Effect of supplemental dietary slow-release urea on growth performance and physiological status of dairy heifers

2.1 Study site, animals and study design

The experiment was conducted in the Dingxi Livestock Cooperative (Dingxi city, Gansu province, China), a temperate semi-arid area. The average annual temperature ranges between 5.7 and 7.7°C, number of frost-free days ranges between 122 and 160, and the annual rainfall ranges between 350 and 600 mm.
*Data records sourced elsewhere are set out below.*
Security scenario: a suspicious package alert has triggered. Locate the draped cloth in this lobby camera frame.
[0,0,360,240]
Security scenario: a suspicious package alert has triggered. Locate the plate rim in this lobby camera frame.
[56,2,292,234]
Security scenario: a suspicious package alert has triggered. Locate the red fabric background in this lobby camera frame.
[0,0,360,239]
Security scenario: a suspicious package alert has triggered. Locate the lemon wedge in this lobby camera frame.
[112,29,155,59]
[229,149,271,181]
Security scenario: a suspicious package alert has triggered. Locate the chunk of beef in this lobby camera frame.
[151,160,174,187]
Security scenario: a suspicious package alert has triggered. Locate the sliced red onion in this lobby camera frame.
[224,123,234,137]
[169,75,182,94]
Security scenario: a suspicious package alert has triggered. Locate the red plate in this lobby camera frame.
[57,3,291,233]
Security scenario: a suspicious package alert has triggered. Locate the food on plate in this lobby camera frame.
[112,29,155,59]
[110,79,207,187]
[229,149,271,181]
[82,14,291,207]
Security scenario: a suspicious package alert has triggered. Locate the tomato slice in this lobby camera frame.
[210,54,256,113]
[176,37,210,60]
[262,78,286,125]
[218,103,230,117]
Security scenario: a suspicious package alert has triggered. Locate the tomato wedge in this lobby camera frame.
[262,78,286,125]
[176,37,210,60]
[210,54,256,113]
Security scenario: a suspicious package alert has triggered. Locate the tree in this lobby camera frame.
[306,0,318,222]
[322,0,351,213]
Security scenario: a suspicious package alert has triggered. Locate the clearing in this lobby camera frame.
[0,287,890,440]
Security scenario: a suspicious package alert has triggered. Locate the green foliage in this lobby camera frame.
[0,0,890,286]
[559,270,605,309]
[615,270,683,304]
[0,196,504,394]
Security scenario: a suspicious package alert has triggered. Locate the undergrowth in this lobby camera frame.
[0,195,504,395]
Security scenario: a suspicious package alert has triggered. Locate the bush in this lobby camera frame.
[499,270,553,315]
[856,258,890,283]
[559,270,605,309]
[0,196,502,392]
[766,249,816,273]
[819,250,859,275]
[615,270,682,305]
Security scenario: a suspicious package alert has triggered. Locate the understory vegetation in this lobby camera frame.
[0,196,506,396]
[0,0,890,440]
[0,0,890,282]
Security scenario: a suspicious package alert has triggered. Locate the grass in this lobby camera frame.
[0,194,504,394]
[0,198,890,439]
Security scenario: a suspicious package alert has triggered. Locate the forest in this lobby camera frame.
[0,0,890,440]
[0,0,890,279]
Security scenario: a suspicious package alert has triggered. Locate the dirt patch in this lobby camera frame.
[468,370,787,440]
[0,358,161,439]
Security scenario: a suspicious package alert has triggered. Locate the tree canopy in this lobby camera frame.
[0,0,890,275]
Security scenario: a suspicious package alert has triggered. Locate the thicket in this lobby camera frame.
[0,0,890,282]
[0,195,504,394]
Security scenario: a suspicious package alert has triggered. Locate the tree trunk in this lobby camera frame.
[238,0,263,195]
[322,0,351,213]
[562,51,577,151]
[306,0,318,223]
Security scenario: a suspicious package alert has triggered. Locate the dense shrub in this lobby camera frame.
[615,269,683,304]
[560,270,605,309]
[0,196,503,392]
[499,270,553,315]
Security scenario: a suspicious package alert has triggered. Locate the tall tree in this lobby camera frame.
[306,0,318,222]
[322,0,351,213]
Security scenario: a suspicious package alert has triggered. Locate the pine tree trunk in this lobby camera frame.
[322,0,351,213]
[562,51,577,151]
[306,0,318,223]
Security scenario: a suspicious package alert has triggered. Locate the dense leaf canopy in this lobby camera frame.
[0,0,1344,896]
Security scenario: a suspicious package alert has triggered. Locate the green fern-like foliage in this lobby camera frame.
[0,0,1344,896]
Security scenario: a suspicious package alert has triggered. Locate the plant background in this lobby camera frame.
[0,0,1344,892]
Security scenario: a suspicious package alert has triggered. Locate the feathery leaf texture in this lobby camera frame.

Sixteen Holstein heifers (322 ± 10 kg; 10 months of age) were penned individually under a roofed, three-sided shelter and were offered a diet consisting of 70% roughage and 30% concentrate, and with free access to water. The heifers were assigned randomly to one of four treatments (four heifers per treatment) that differed in the level of slow-release urea (Hebei Xingmu Agricultural Technology Co., Ltd) supplementation (0% [U₀], 1% [U₁], 1.5% [U_1.5], 2% [U₂] DM) (Table 1). The total mixed rations were formulated to provide equal intakes of metabolizable energy (ME) and N according to National Research Council (NRC, 2000). The diets were prepared daily and fed ad libitum twice each day, at 07:00 and 19:00 hours. Orts were weighed before morning feeding each day to calculate daily intake. Twenty days were allowed for adaptation to the conditions and 75 days for measurements.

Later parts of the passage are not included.